Странно. До свадьбы они с Петей говорили взахлеб, всем делясь, до самого дна себя выскребая: смотри, вот т а к и м и мы друг к другу идем — принимаешь?
А оказалось, ребяческая болтовня. Все началось потом. У Иры за ночь лицо отекало, и она неслась в ванную, пока Петя спал, в ужасе от разоблачения. Когда же телефон звонил, снова ее дергало, как под током: что, чей голос услышит Петя, сумеет ли она ему объяснить?
Петя слушал, и лицо его становилось гипсовым. «Ну конечно, — произносил бесцветно, — у тебя была своя жизнь». Ира вжимала голову в плечи, язык прикусывала, чтобы не завопить: «Да, своя! А у тебя, что ли, чужая? И не в чем мне оправдываться, и ты мне не судья».
Молчала. Или вопила. А что толку? Их сплющило — вместе завтракали, вместе засыпали, просыпались плечом к плечу. И каждое слово, каждый вздох воспринимались оглушительно. Быть может, с непривычки. Быть может, потому, что, сбросив добровольно панцирь, и в малейшем уколе подозреваешь предательство.
В этом, наверно, особенность существования людей близких. И радость, и драма молодой семьи. Не научились еще отбегать, уютно, надежно в самих себе прятаться. Все наружу. Ира деревенела, Петя куксился, обоим хотелось каждую секунду безоглядно, восторженно любить.

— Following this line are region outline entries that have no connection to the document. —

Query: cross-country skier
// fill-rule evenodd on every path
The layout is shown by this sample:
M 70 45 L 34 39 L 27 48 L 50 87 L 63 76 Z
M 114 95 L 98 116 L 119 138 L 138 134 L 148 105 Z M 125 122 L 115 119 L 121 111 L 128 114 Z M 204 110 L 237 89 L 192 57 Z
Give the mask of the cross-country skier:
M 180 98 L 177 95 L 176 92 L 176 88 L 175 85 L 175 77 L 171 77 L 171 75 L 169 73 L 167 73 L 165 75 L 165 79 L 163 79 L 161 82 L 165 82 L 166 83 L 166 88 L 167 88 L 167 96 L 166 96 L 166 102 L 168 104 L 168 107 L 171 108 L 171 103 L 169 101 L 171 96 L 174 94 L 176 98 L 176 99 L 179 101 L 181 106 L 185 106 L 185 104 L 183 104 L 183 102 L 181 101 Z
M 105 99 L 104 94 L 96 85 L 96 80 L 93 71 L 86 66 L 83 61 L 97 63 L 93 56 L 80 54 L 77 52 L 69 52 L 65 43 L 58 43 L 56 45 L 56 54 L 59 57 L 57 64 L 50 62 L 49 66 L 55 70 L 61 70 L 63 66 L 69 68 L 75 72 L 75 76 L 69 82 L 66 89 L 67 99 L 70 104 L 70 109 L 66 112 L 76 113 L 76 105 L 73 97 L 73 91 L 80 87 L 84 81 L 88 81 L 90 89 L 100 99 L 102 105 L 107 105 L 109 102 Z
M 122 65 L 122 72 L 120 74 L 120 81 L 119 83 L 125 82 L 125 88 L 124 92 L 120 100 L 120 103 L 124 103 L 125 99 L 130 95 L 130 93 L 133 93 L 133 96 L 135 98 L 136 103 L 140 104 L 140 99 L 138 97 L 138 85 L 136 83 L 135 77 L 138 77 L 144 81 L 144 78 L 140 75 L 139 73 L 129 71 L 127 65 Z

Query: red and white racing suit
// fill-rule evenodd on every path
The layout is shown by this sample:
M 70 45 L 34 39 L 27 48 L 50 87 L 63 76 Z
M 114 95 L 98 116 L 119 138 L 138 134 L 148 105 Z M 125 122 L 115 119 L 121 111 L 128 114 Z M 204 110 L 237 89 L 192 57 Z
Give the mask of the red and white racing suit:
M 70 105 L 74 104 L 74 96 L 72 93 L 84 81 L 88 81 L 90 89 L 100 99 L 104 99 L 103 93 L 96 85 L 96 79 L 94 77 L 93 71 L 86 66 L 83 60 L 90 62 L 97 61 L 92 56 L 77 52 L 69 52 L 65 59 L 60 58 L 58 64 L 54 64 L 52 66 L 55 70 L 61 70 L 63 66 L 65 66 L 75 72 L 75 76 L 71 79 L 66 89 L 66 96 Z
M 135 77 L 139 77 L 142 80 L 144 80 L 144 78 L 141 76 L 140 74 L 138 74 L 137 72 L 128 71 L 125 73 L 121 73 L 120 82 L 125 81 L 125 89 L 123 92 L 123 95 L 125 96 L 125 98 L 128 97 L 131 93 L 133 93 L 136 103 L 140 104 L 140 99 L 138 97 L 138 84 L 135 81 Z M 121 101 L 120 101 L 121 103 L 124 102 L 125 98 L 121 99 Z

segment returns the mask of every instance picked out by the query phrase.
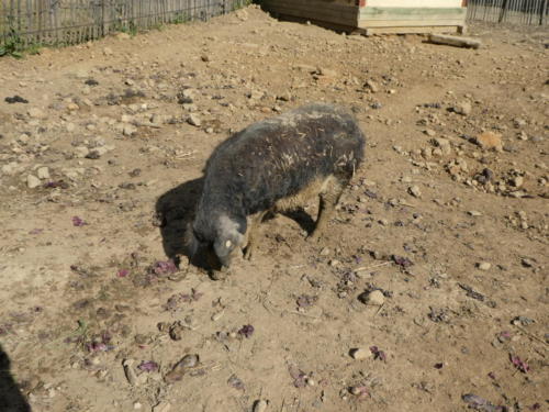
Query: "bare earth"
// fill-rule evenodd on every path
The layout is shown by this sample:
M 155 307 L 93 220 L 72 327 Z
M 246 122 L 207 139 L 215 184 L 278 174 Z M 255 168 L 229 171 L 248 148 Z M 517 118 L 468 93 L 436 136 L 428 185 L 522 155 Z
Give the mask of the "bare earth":
M 0 59 L 2 412 L 547 410 L 548 33 L 471 35 L 249 8 Z M 369 140 L 326 236 L 175 270 L 213 147 L 311 101 Z

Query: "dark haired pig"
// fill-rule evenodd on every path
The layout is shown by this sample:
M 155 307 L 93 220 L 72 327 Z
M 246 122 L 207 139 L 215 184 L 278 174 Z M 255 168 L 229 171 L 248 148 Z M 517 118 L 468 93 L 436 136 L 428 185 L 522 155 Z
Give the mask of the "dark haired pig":
M 363 157 L 365 136 L 351 114 L 329 104 L 305 105 L 255 123 L 215 148 L 189 231 L 228 267 L 237 250 L 249 258 L 267 212 L 295 210 L 318 196 L 316 225 L 326 226 Z

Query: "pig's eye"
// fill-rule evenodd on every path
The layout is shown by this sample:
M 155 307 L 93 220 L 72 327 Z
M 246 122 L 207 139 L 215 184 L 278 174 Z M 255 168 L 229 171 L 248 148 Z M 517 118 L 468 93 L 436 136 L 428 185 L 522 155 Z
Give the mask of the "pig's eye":
M 193 231 L 192 231 L 192 234 L 194 235 L 194 237 L 197 238 L 197 241 L 199 241 L 200 243 L 205 243 L 204 237 L 203 237 L 200 233 L 198 233 L 198 232 L 195 232 L 195 231 L 193 230 Z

С красными пятнами на щеках, жалкая, озлобленная, Ира гладила Петины рубашки. Никто ничего не должен знать. Хоть режьте, ни в чем не признаюсь. Петя на завтрак любит сырники. А главное, чтобы не догадалась мама.
Вот что тяжко. Раньше-то как? Прибегала, плакалась, ждала ободрения, совета и, всхлипывая, жалуясь, винясь, чувствовала, что уже выход есть, боль рассасывается, отпускает. Рядом мама.
Теперь мама уже рядом не была, хотя жила за стеной, в комнатке, то есть нише, отделенной фанерой. Молчала, слушала — мешала.
Ира складывала рубашки стопкой, поплевывая, утюг шипел. Ну вот, не хватало еще разреветься. Входила Маргарита Аркадьевна. Дочь оборачивала к ней твердое лицо, в котором читалось: «А в чем дело?»
Мать вспоминала. Дочери шел восьмой год, кружок хореографический она посещала, черт-те куда приходилось ее возить и полтора часа топтаться на морозе, в сырости, время от времени заглядывая в полуподвал, где…
В другой жизни, другом мире, беззвучно, недоступно, непонятно как, без всякого видимого усилия дочь взлетала. Летела… Узкое тельце, восторженное, чужое всему, все забывшее, запрокинутое лицо — мать глядела, не узнавала, пугаясь, гордясь, предчувствуя уже что-то опасное. И притоптывала неуклюже в снегу, похлопывала себя, как тюлениха, чтобы окончательно не закоченеть. Дочь летала.